On the horse's neck you'll see a two part yellow symbol which stands for Harmony. I also used traditional Christmas colors of red, green and gold with a touch of turquoise. The back side of the horse contains the same mendala. On the hindquarter is a Beaver fetish representing home, family and unity. Tied to his back is an offering of turquoise.

The base I designed as a snow covered iceberg of blue-green and deep dark gold. I think it is a really nice platform for the horse and the colors work nicely in the overall design. To me he represents the unity of the old and new winter traditions in a design I call... "Winter Solstice," a 20th Anniversary Holiday Pony.



The Great White by Gina Norman

The elusive Great White stallion is the guardian of the North. He only reveals himself to the purest of heart. As the mighty protector, he only seems to have one weakness. He loves to frolic in the first snowfall of the year, almost dancing as he twists and turns, catching as many snowflakes as he can.
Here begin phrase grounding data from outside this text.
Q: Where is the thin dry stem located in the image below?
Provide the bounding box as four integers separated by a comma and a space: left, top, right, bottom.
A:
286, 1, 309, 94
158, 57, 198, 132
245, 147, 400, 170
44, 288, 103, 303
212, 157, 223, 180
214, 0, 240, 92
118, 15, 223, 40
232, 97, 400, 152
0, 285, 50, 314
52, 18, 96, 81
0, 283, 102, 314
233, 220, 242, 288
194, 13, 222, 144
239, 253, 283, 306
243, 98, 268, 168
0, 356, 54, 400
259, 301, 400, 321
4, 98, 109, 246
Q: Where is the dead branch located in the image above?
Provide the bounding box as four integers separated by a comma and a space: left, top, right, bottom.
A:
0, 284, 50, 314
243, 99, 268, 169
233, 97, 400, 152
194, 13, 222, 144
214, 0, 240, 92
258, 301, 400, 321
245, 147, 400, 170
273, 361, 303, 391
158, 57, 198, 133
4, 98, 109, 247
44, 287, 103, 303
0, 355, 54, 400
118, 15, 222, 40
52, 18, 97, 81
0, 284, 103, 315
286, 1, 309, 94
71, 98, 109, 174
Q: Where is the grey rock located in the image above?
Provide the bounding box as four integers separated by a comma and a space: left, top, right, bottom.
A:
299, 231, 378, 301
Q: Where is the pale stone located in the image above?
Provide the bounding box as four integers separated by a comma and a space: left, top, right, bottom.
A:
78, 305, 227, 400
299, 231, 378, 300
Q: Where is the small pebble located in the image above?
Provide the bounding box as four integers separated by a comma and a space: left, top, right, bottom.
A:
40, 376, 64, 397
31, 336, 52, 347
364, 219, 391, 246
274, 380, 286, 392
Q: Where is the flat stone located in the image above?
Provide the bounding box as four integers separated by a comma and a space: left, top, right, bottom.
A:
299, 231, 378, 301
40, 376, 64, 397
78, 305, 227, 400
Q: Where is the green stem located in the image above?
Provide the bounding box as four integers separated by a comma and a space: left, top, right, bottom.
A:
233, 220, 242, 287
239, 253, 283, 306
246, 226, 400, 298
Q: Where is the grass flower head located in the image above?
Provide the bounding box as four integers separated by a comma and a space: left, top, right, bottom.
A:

What a magnificent sight he is!

Mainly pencil drawings, some painting and some sculpting when I used to design yard ornaments.



Christmas Wonder by Emily Overman

Far off in the distance, a faint sound of jingling bells can be heard in night. The snow on the ground and the stars in the sky glisten with wonder, and the town below sleeps soundly as they await Christmas morning. Galloping through the snow, a white horse arrives to help spread the magic of Christmas to all that believe. Her tracks in the snow leave behind traces of stardust. Some can even catch a glimpse of her on Christmas Eve night as she journeys across the land, and many continue to keep watch for her each year.

As a child, I always found Christmas to be a magical time of year. I first discovered the Trail of Painted Ponies company when I was about 7 years old. I remember going to a Hallmark store in my local mall and seeing the figurines for the first time.  I was in awe of the beautiful Christmas horses, and I was amazed at the beautiful details of each design. I received my first Painted Pony ornament that year, the Poinsettia Pony. I have been fond of the company ever since, and I continue to look forward to the Holiday collections each year. Each figurine contributes to the magic of Christmas, and "Christmas Wonder" is inspired by that special feeling at Christmas time. I hope this design brings the magic of Christmas to all that believe the tale of the enchanted white horse.
I have always enjoyed drawing, and I am passionate about creativity. Currently, I am in my junior year as a graphic design major at the University of South Alabama. I aspire to one day be a full time illustrator, and I have recently begun to work with digital media to create art. 



Leilani by Kathleen Longueil

I don't really consider myself an artist, however, I did win a few art awards in school. I am creative and I love Hawaii so my Pony is named "Leilani," which is Hawaiian for "Royal Child."